Inbox Zero

I briefly got to inbox zero over the labor day holiday and have been managing to keep things more or less under control since. There are two services that I've started using that have made a big difference for me recently.

Unsubscribe.com – from the man who brought us phonetag (one of my all time favorite services) comes unsubscribe.com. This is as low tech as you can get. The service unsubscribes you from mailing lists, automatically if they can, manually if they have to. You get five unsubscribes per month for free and for $19 you can upgrade to unlimited unsubscribes (not per month, forever). I didn't even bother with the free offer. I paid $19 the minute I saw this service and to date I have unsubscribed to roughly 125 mailing lists with the click of a button.
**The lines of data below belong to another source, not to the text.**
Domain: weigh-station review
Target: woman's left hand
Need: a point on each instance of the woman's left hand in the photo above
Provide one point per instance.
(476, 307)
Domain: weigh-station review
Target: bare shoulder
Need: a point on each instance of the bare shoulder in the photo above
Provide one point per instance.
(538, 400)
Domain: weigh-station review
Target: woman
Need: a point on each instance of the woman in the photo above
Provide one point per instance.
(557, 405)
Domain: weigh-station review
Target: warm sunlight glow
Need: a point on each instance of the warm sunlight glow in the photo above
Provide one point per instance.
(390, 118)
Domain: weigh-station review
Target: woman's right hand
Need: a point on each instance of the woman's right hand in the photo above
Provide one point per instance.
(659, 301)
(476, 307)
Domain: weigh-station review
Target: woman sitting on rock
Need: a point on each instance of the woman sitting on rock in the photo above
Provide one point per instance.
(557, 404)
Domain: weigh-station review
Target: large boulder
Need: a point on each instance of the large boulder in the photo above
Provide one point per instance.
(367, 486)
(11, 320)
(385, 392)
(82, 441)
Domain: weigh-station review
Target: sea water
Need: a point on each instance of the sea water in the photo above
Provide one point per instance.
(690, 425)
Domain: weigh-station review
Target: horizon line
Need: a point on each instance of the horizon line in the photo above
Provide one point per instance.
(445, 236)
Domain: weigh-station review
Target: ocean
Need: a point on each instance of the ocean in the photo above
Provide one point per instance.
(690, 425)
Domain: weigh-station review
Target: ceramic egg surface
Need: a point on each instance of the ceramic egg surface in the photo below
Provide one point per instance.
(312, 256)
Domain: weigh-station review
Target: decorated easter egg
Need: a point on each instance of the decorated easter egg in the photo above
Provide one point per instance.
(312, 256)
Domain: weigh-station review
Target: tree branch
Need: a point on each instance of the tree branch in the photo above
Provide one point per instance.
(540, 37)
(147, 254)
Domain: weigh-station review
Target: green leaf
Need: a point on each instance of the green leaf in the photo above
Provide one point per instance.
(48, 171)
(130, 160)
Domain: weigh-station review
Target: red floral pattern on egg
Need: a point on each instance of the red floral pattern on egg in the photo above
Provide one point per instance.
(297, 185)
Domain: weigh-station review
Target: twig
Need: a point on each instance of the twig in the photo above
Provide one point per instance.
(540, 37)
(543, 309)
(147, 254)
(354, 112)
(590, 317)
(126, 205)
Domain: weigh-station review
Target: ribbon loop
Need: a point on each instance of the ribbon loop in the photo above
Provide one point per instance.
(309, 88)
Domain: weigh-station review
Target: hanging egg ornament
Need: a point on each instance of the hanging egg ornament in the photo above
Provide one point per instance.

You download their extension for outlook and gmail and just hit the unsubscribe button. That's it. One click unscubscribe. Extensions for Yahoo, Hotmail, and AOL are coming soon. Check it out. For someone like me who maintains many active email addresses, some of which have been active on the Internet for almost 20 years, this is an unbelievable service. And the thing I like most about it is that it doesn't filter the email away or send it to spam. It stops the mail from being sent. It works the way email is supposed to work.

 

Priority Inbox – from Google comes a new feature in Gmail, one that I have been blogging about and asking for for many years. Most of you probably saw this come out a few weeks ago so this is not news to you. However, Priority Inbox has made a big difference for me. It was pretty bad right out of the box, but I decided to stay quiet for a few weeks and see what happened. I have trained Priority Inbox by clicking the yellow + sign or the blank minus sign on hundreds of mail messages. I have a lot more training to do, but after a couple weeks, it works pretty well for me.

One of the terrible things about getting hundreds of emails per day in one inbox is the fear that you'll miss something important. And I do, all the time. Priority Inbox tries to solve that problem by creating a set of emails that I must get through every day. The rest can wait until the weekend when I generally try to clean out my inbox (and fail most of the time).

The other thing I like about Priority Inbox is the section for starred emails. This simple UI decision forced me to start starring important emails, something many of you have been suggesting to me in various "email hell" posts over the years. It is neat when a feature can change behavior towards best practices. Priority Inbox did that for me.

 

So these two new services have made my email life a lot better. One from a scrappy entrepreneur who has always focused on solving the problem instead of building technology for technology's sake. And one from one of the biggest tech companies in the world who always chooses technology over people to solve tricky problems. But interestingly, it took a person (me) to get Priority Inbox's technology working right.

If you are using Gmail, I highly recommend using both of these tools. They've made a big impact on my email experience in a short period of time. And I think they can do the same for you.